Redmond native brings Ukrainian orphans to Northwest for three-week hosting program

On July 22, 13 children from Ukraine arrived at Seattle-Tacoma International Airport after their first-ever trip on an airplane.

Sasha and Kolya examine a starfish they found on Richmond Beach in Shoreline. The two boys are part of a three-week program that pairs orphans from Ukraine with families in the greater Puget Sound area. The program is organized by Redmond native Karen Springs (not pictured)

Sasha and Kolya examine a starfish they found on Richmond Beach in Shoreline. The two boys are part of a three-week program that pairs orphans from Ukraine with families in the greater Puget Sound area. The program is organized by Redmond native Karen Springs (not pictured)

On July 22, 13 children from Ukraine arrived at Seattle-Tacoma International Airport after their first-ever trip on an airplane.

The youngsters — all orphans — are in the Pacific Northwest as part of a three-week hosting program organized by Karen Springs, a Redmond native who has been working with Ukrainian orphanages and living in the eastern European country since 2004.

“This is the first time I’ve brought the kids home with me, which is pretty exciting,” she said.

Springs works for Orphan’s Promise, an organization in Virginia Beach, Va. that works with orphanages in more than 50 countries. She has organized seven host programs with different groups of Ukrainian children, but most of trips have brought the orphans to Colorado and other states including Virginia, California, and New York.

To make the current trip possible, the 2000 Redmond High School graduate partnered with Window to Hope, an organization formed by a group of women from her home church, Northshore Baptist Church in Bothell.
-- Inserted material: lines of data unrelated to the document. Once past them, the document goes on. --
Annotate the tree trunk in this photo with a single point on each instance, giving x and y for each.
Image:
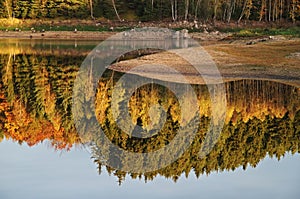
(270, 9)
(8, 9)
(262, 9)
(215, 10)
(243, 11)
(116, 11)
(196, 9)
(187, 2)
(91, 9)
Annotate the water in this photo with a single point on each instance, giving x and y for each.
(43, 155)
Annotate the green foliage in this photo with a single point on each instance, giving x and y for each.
(148, 10)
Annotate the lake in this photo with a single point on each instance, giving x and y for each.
(54, 136)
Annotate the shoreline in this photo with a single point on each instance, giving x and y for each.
(61, 35)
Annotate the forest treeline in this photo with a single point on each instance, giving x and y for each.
(153, 10)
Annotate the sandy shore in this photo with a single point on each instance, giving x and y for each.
(276, 60)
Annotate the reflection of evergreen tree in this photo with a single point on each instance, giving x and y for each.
(39, 102)
(262, 120)
(263, 117)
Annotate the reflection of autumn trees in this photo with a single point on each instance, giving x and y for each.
(36, 96)
(263, 119)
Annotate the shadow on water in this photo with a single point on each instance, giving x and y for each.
(262, 119)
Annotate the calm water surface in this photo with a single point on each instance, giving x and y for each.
(43, 156)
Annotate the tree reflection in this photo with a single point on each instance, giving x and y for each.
(263, 117)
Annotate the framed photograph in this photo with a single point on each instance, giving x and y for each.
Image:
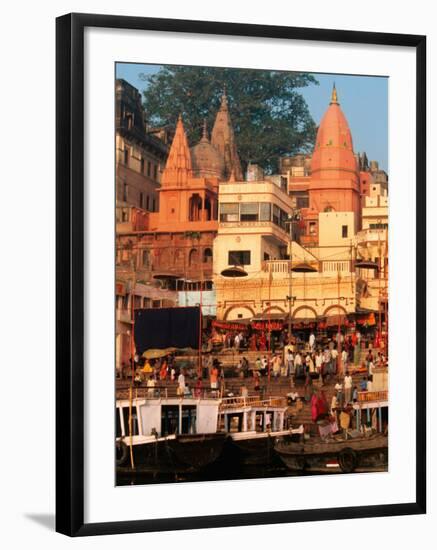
(240, 274)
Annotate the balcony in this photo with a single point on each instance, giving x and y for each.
(371, 236)
(124, 315)
(282, 267)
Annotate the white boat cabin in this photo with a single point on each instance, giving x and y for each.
(250, 415)
(166, 417)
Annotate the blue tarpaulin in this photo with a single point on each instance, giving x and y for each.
(166, 327)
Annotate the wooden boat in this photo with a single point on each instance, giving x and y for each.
(252, 425)
(167, 434)
(335, 454)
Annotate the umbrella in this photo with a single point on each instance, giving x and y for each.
(155, 353)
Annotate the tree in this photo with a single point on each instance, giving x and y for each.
(269, 115)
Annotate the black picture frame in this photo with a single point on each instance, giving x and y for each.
(70, 273)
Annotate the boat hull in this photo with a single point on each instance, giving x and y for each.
(346, 456)
(185, 453)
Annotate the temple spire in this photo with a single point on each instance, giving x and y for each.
(224, 100)
(223, 139)
(178, 168)
(204, 132)
(334, 96)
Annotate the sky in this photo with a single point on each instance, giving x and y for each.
(363, 99)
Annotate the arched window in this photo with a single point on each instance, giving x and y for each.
(207, 256)
(193, 258)
(195, 208)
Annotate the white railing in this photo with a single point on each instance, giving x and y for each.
(251, 401)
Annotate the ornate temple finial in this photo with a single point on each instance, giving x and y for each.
(224, 102)
(204, 131)
(334, 97)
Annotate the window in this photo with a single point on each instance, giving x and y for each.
(135, 429)
(229, 212)
(265, 212)
(249, 212)
(276, 214)
(146, 258)
(378, 225)
(302, 202)
(239, 257)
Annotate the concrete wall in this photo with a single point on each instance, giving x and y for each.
(330, 228)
“Karen approached me with the idea of partnering with her on a hosting program in our home church … about a year and a half ago,” said Window to Hope project coordinator Kara Filonov. “She’s helped coordinate several hosting programs through a church in Colorado, but had a growing desire to see her home church get involved in a similar way.”
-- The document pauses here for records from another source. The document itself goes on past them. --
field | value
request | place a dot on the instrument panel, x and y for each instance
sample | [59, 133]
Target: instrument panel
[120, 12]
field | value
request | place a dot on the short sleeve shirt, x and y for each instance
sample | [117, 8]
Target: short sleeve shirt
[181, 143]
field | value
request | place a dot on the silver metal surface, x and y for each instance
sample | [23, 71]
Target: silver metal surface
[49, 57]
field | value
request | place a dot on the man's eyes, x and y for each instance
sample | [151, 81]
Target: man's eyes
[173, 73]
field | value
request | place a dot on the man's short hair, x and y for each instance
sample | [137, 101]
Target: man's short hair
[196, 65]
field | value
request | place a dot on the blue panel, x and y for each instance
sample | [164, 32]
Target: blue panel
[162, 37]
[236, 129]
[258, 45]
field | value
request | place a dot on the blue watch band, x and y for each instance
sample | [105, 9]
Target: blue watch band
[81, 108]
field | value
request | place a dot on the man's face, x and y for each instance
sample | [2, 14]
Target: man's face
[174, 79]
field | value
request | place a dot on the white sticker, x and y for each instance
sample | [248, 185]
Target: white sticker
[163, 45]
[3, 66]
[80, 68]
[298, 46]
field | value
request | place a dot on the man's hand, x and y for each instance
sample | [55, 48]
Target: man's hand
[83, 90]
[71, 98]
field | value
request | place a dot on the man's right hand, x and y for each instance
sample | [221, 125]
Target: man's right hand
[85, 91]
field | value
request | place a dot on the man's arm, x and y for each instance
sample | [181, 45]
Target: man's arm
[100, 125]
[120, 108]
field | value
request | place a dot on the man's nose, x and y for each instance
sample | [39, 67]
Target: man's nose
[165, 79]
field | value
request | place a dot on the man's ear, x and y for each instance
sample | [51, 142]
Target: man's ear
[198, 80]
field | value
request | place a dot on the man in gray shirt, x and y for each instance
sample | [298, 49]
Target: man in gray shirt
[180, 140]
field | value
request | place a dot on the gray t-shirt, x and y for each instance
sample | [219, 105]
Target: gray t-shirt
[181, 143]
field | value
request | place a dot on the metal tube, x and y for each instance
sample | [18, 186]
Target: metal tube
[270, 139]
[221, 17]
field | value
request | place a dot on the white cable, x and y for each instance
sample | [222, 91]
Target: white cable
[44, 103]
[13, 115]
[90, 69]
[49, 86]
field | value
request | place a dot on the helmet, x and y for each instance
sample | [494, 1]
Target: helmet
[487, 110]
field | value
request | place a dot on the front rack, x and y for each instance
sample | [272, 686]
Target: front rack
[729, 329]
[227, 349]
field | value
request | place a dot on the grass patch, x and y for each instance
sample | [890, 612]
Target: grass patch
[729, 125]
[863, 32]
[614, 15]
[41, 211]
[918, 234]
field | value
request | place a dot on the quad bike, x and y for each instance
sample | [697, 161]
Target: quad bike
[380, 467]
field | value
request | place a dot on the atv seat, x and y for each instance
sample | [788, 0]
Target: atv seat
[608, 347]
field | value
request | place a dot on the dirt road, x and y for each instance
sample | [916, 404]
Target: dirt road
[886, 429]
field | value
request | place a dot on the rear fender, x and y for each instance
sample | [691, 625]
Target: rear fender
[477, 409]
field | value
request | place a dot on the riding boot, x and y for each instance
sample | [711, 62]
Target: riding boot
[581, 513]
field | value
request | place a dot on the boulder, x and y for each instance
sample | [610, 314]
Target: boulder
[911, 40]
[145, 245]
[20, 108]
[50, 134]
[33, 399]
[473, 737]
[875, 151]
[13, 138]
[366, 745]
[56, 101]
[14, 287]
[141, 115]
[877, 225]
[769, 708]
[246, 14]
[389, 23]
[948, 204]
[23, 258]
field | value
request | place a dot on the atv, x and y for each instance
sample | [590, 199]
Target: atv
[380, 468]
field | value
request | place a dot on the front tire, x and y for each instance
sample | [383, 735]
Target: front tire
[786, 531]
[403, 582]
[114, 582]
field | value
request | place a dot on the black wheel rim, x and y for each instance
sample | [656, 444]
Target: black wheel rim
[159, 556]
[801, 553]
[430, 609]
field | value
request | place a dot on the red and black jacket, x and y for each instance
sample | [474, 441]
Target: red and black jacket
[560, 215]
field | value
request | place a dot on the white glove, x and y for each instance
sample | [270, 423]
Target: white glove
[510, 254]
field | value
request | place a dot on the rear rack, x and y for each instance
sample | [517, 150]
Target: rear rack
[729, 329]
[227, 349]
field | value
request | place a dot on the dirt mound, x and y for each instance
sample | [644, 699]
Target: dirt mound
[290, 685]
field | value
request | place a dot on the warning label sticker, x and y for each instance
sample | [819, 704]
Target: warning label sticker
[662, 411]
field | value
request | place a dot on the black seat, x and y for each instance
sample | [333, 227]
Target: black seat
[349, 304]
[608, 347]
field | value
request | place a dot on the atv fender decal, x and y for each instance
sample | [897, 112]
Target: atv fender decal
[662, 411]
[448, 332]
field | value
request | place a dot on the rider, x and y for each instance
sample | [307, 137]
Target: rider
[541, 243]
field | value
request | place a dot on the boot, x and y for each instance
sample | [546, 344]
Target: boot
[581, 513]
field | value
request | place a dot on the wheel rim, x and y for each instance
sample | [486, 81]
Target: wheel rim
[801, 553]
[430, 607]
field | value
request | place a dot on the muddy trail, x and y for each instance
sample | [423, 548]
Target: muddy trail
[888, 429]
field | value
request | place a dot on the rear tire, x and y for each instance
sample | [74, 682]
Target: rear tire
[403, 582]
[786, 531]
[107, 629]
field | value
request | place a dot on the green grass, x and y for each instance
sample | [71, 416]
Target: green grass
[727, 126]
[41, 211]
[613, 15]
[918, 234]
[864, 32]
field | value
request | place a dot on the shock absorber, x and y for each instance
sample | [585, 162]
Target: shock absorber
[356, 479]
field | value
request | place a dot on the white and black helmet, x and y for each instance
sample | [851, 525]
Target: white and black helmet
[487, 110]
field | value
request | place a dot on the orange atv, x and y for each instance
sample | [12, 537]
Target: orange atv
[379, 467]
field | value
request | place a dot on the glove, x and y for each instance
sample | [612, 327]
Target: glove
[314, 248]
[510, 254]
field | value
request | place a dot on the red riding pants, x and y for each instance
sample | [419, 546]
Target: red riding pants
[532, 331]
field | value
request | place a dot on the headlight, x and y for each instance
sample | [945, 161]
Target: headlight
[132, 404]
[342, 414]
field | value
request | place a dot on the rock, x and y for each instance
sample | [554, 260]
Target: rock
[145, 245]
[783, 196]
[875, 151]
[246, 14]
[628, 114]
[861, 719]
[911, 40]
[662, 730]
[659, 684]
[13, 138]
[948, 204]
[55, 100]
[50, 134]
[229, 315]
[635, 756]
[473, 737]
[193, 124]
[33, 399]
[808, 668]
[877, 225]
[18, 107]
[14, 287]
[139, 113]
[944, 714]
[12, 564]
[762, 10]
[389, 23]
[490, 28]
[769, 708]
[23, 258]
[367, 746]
The children, from 7 to 15 years old, have been paired with host families, giving them the opportunity to experience the day-to-day activities of family life. Springs said each host family will also give each child a birthday party, complete with a cake and gifts. Additionally, Filonov and Window to Hope have planned a few group activities such as a picnic, a trip to the beach and a trip to the zoo for all of the children and host families.
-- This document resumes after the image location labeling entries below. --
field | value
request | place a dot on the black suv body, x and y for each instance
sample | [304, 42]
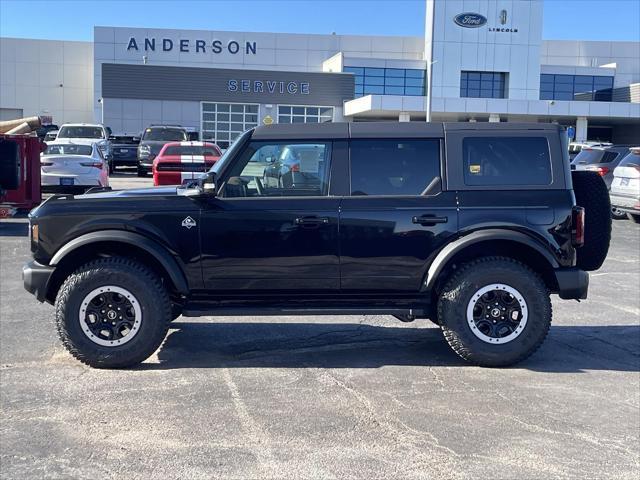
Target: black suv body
[469, 225]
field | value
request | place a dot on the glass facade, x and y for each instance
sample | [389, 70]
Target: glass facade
[576, 87]
[483, 84]
[222, 123]
[294, 114]
[388, 81]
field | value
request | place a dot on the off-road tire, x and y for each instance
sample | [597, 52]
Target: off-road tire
[465, 282]
[592, 194]
[132, 276]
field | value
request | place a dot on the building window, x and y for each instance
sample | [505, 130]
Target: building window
[222, 123]
[294, 114]
[592, 88]
[388, 81]
[483, 84]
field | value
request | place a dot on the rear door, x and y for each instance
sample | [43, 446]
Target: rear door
[396, 215]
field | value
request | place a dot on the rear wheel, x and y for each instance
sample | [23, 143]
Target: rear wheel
[112, 313]
[494, 311]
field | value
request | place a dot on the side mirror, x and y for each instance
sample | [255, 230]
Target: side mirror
[209, 184]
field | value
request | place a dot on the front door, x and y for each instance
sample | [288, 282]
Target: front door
[273, 228]
[396, 216]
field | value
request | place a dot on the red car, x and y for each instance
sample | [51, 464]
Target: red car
[180, 161]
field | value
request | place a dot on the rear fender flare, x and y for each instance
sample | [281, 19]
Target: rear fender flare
[449, 251]
[152, 247]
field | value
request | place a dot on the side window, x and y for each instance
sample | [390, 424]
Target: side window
[506, 161]
[393, 167]
[286, 169]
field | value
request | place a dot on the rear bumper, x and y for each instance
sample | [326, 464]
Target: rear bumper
[626, 203]
[573, 283]
[36, 279]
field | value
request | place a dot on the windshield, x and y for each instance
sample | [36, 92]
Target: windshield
[165, 134]
[588, 156]
[81, 132]
[208, 150]
[230, 152]
[68, 149]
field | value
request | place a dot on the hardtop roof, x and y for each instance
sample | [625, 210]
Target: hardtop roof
[345, 130]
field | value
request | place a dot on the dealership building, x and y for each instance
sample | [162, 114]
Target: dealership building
[480, 60]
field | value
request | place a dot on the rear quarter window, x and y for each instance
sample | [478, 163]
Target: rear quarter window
[495, 161]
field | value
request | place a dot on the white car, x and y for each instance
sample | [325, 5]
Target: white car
[87, 134]
[50, 136]
[67, 167]
[625, 188]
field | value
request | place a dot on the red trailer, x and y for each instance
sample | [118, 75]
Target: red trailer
[19, 190]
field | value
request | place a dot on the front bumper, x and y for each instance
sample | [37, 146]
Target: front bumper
[573, 283]
[35, 277]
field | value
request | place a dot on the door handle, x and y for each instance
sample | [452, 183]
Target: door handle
[429, 220]
[311, 221]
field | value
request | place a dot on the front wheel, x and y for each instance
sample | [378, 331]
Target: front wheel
[494, 311]
[112, 313]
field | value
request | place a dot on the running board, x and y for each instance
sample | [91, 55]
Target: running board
[215, 311]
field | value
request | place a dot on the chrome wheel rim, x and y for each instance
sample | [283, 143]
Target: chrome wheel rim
[110, 316]
[497, 313]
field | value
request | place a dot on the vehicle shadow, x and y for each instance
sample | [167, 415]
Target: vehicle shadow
[330, 345]
[14, 228]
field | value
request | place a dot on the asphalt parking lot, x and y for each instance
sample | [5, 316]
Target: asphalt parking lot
[325, 397]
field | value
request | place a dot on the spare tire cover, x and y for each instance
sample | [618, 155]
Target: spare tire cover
[592, 194]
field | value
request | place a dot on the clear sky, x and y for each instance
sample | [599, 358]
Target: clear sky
[74, 20]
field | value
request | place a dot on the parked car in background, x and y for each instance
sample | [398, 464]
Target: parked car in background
[576, 147]
[87, 134]
[153, 139]
[44, 129]
[602, 160]
[124, 150]
[68, 167]
[180, 161]
[51, 135]
[625, 188]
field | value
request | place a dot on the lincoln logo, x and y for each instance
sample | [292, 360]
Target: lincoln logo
[470, 20]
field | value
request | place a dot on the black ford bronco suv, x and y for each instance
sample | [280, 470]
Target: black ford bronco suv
[471, 225]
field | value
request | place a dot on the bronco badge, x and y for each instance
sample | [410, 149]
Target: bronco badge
[189, 222]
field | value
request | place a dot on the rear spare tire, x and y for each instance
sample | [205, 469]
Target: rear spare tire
[592, 194]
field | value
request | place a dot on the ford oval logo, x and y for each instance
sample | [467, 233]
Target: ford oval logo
[470, 20]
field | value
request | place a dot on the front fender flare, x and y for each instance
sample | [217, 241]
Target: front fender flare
[448, 252]
[152, 247]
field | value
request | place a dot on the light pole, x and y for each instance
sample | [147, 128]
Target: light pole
[429, 79]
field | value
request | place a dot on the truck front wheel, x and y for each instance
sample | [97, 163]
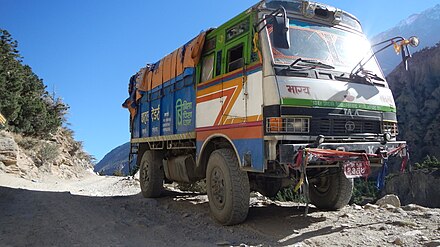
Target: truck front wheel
[227, 187]
[151, 174]
[331, 192]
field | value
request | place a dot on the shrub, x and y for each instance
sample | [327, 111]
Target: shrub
[428, 162]
[48, 153]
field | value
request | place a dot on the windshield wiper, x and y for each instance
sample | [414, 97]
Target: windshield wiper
[312, 63]
[366, 76]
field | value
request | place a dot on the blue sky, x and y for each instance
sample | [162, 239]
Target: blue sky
[86, 50]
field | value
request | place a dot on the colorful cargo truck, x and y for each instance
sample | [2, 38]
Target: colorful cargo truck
[287, 93]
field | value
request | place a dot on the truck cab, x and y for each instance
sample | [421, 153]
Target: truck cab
[286, 93]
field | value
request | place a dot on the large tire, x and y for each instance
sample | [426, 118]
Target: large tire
[151, 174]
[227, 187]
[331, 192]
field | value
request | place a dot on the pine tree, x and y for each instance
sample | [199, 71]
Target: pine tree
[24, 101]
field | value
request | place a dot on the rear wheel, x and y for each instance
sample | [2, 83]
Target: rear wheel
[151, 174]
[227, 187]
[331, 192]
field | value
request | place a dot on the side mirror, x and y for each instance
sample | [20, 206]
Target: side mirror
[281, 34]
[414, 41]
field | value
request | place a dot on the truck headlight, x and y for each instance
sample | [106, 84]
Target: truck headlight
[293, 125]
[390, 127]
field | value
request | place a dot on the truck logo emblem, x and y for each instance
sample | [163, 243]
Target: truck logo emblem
[350, 126]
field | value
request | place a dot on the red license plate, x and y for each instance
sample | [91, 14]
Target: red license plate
[356, 169]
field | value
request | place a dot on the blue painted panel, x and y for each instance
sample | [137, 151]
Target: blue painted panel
[135, 130]
[145, 116]
[185, 104]
[155, 111]
[167, 108]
Filonov said Window to Hope’s other contributions to the program have been finding host families, raising more than $23,000 (mostly for airfare), organizing a clothing drive for the children and coordinating dental and eye exams for the children.

On Springs’ end was the job of selecting children for the trip and securing the correct travel documents for them. She also traveled with the kids from Ukraine to Seattle. Springs (left) said the trip was very eventful as it was filled with firsts, from flying on a plane to riding an escalator.

“This is all very new to them,” she said. “It was quite an adventure getting them here.”

Springs has been in Ukraine, living in the capital city of Kiev, for about six and a half years, but never intended to stay for more than eight months. She went right after graduating from Seattle Pacific University with a degree in theater and communication. And aside from a trip home to take a 10-week course to learn Russian and a few trips home each year, she has been in Ukraine ever since, working with various orphanages to promote national adoption as well as assisting Americans who want to adopt.

“I felt like I had to stay there. God had more work for me to do there,” she said. “Working with orphans was not in the game plan.”

Ukraine is roughly the size of Texas with a population of about 55 million with around five million in Kiev. Springs said there are about 100,000 orphans in the country, but this includes children living with relatives. The number of children who are wards of the state and adoptable is closer to 30,000. Springs said about 75 percent of the orphans she works with have living parents who have had their parental rights terminated due to alcoholism, neglect or similar reasons. Springs said this is one of the more difficult parts of her job because many of the kids have dreams of being reunited with their birth families.

“It’s not easy,” she said.

But Springs said she likes being an advocate for the orphans and sharing their stories with others who might be able to help them. This is one of her favorite things about the hosting programs. In exposing people to the orphans’ plight, she has seen people inquire about and apply for adoptions.